Consider closely the stage of development and capabilities of partner organizations. All companies have capacity limits. Startups, which have smaller teams, tend to experience these constraints much more strongly than larger, more established firms. Considering the ambitious scaling goals of the NGCC program, marketing and sales were among the most critical areas to support in order for the grantees to succeed with their scaling targets. As the grant developed, the grantees realized they were not sufficiently staffed to make significant progress on these goals. As an example, while one TA provider was available to help grantees formulate high-level marketing plans, grantees often had little bandwidth for actually implementing these plans. To ensure grantees are able to benefit from the insight provided by TA partners, it is important to provide the additional capacity support necessary to put plans into action.
Be clear about the objectives and benefits of technical assistance resources. Given the rapid pace of the grant term and the small size of the project teams, it was critical to make every interaction with TA support as meaningful and useful as possible. Unfortunately, there were times when grantees were not not clear on the expectations associated with the TA support received. For example, some grantees found the market landscape analysis interesting, but were unclear on how to make use of the information provided to them. Likewise, the program’s efforts to develop a strategy for collective marketing– intended to help develop common definitions and goals to nurture and mature the entire courseware market– left some grantees wondering how they might apply what they learned to their own marketing efforts. Clear objectives for TA providers’ interactions with grantees and explicit discussion of next steps can help to make sure that grantees get the most value out of the support and advice they receive.
Give providers direct exposure to their audience. In product development, there is no substitute for hearing directly from potential customers. Funders can play a critical role in creating environments that bring grantees together with administrators, faculty, and students from institutions of higher education that represent the demographic of the students the program seeks to help. This can help the grantees get to know their audience and users from the start of the grant. NGCC grantees found it most helpful when the foundation or TA partners could provide more direct introductions to stakeholders at institutions to ease some of the stress around product marketing in this nascent sector. These connections can help familiarize these companies with the US higher education landscape, especially at the beginning of the grant period as grantees.

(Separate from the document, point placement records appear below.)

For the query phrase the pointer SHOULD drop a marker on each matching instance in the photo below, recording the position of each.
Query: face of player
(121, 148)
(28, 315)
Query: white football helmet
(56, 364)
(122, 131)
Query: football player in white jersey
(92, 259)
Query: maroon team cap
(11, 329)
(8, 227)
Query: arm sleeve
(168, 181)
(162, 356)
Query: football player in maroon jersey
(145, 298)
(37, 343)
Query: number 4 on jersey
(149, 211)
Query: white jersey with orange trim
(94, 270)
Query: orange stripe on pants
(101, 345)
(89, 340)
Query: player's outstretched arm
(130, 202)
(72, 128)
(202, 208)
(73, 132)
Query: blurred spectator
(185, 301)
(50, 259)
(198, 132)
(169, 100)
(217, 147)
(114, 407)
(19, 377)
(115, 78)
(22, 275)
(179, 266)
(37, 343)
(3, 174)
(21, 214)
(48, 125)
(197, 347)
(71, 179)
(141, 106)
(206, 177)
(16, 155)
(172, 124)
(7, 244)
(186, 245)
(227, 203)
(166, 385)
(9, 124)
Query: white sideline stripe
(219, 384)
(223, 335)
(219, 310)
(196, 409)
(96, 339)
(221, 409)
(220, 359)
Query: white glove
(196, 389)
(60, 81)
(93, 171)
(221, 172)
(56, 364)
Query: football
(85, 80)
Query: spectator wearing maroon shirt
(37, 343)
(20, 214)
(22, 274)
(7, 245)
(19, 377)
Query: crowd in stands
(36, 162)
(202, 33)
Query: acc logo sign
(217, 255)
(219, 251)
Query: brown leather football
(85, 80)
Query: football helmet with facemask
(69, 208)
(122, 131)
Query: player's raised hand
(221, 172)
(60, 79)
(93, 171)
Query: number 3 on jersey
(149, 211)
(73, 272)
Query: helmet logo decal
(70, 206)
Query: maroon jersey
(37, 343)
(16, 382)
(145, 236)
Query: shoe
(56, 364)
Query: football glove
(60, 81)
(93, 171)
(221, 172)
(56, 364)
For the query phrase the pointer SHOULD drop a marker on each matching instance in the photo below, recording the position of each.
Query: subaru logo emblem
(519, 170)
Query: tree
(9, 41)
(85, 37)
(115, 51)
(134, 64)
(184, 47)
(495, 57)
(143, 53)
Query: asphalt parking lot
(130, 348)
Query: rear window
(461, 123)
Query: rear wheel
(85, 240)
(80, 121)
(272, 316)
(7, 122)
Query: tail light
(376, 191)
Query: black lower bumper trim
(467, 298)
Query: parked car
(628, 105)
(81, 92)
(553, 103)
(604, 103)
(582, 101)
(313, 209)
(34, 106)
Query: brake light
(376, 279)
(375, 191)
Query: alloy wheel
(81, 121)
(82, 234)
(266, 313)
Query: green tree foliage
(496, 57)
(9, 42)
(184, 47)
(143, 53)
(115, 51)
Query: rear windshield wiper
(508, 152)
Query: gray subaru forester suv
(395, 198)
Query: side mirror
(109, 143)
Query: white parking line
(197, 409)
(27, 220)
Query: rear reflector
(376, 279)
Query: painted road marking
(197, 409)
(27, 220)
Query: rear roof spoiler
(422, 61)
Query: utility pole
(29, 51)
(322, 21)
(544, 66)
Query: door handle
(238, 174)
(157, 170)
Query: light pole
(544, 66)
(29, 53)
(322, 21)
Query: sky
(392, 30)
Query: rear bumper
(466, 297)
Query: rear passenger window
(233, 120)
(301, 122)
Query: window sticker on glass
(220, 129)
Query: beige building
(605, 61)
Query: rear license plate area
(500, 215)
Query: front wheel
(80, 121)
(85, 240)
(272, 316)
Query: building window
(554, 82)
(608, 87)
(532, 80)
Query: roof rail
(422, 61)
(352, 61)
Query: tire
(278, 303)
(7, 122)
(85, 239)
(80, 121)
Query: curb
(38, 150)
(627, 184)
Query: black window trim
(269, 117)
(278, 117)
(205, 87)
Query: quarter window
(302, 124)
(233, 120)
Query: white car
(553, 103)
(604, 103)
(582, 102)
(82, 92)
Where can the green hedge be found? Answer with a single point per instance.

Leverage the group for knowledge sharing. The NGCC cohort benefited from the in-person learning opportunities, provided through bi-annual convenings. These gatherings helped solidify and build collective knowledge and instilled a sense of camaraderie and trust amongst the grantees. These events also enabled grantees to learn from external experts that were previously successful in the education technology market and gave them an opportunity to also reflect and problem solve together. To further extend this value, funders can create strong learning opportunities for grantees to share the evolution of their products and discuss similar challenges from a technical and market perspective. Early in the initiative there were concerns among the grantees over intellectual property and sharing of information. Many of the grantees saw one another as direct competitors. This was alleviated by the development of greater trust and a realization that there was a much larger opportunity in the broader market, well beyond the niche toe-holds that each of the grantees managed. Ultimately, some of the grantees were also able to connect on their own, providing additional opportunities to collaborate and learn together, faster.
Although technical assistance can take many forms, the principles of technical assistance activities that best support grantees are collaborative and targeted. A systemic approach to providing technical assistance to a cohort of grantees can provide the support necessary to achieve the goals set out for them.